In my classroom this year, my grade 5 students conducted weekly class meetings. On some weeks, they were able to have a total of two or three class meetings lasting 15 – 20 minutes each and, on other weeks, our schedule made that prohibitive. Either way, the kids ran the class meetings by setting the agenda (addressing problems that they had identified throughout the week); having class “referees” to lead the meetings (the referees changed on a regular basis); and making decisions through a self-made process that included discussion, offering solutions, and voting. The results of the vote would then be implemented in our classroom. Although I tried to stay out of these discussions as much as possible, I wasn’t always successful. Sometimes I would intervene when it seemed that things were getting out of hand. To be honest, I think I may have talked too much. My goals for next year are to (1) help kids set norms and expectations for the meetings and (2) to teach the first set of referees how to run a meeting effectively. This first pair would then teach the next two referees and so on. My hope is that by doing this backstage work early, I will not get too involved in their discussions.

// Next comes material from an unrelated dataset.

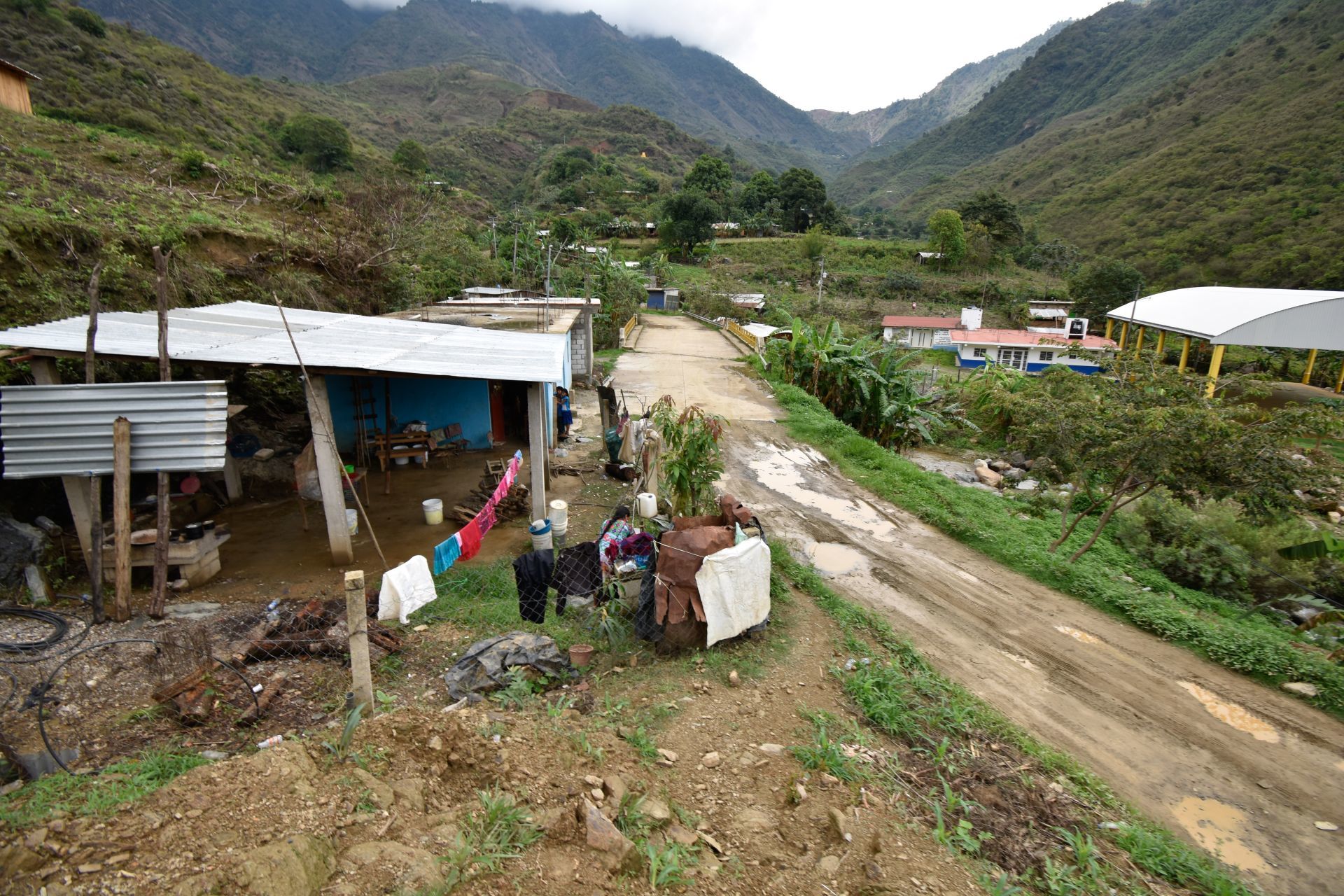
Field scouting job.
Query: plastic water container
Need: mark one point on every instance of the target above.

The list that follows gives an idea of the kinds of problems that the kids addressed during these meetings:

  • how to take turns talking during class meeting in an orderly manner
  • how to make sure that devices are handled with care when stored
  • how to address the lack of pencils and other writing tools because students were being careless
  • deciding which class jobs were needed or not (this conversation happened at least three times during the school year)
  • how to take turns with the two bean bags in the class so that everyone has a fair turn
  • using the bathroom without asking for permission from the teacher
  • listening to music during class time
  • soliciting ideas for the newly minted grades 3 – 5 student leadership council

I did stress that whatever decision the class came up with had to be something that we could all implement and live with. For the most part, this wasn’t a problem although they definitely tested the waters at the beginning of the year.

Next school year, I plan to implement class meetings again. They give kids some control right from the beginning of the year about what happens in the classroom. They allow all students to have a voice without the teacher interfering too much. They help students engage in the day-to-day workings of the classroom. They set the stage for further involvement in learning. They give kids experience with democratic structures.

I would love to hear from others who have tried class meetings in their classroom. How did it go? What worked? What didn’t work? Or, if you have other examples of how you engage and/or give kids ownership of their learning, please share here. I would love to try new strategies in the fall.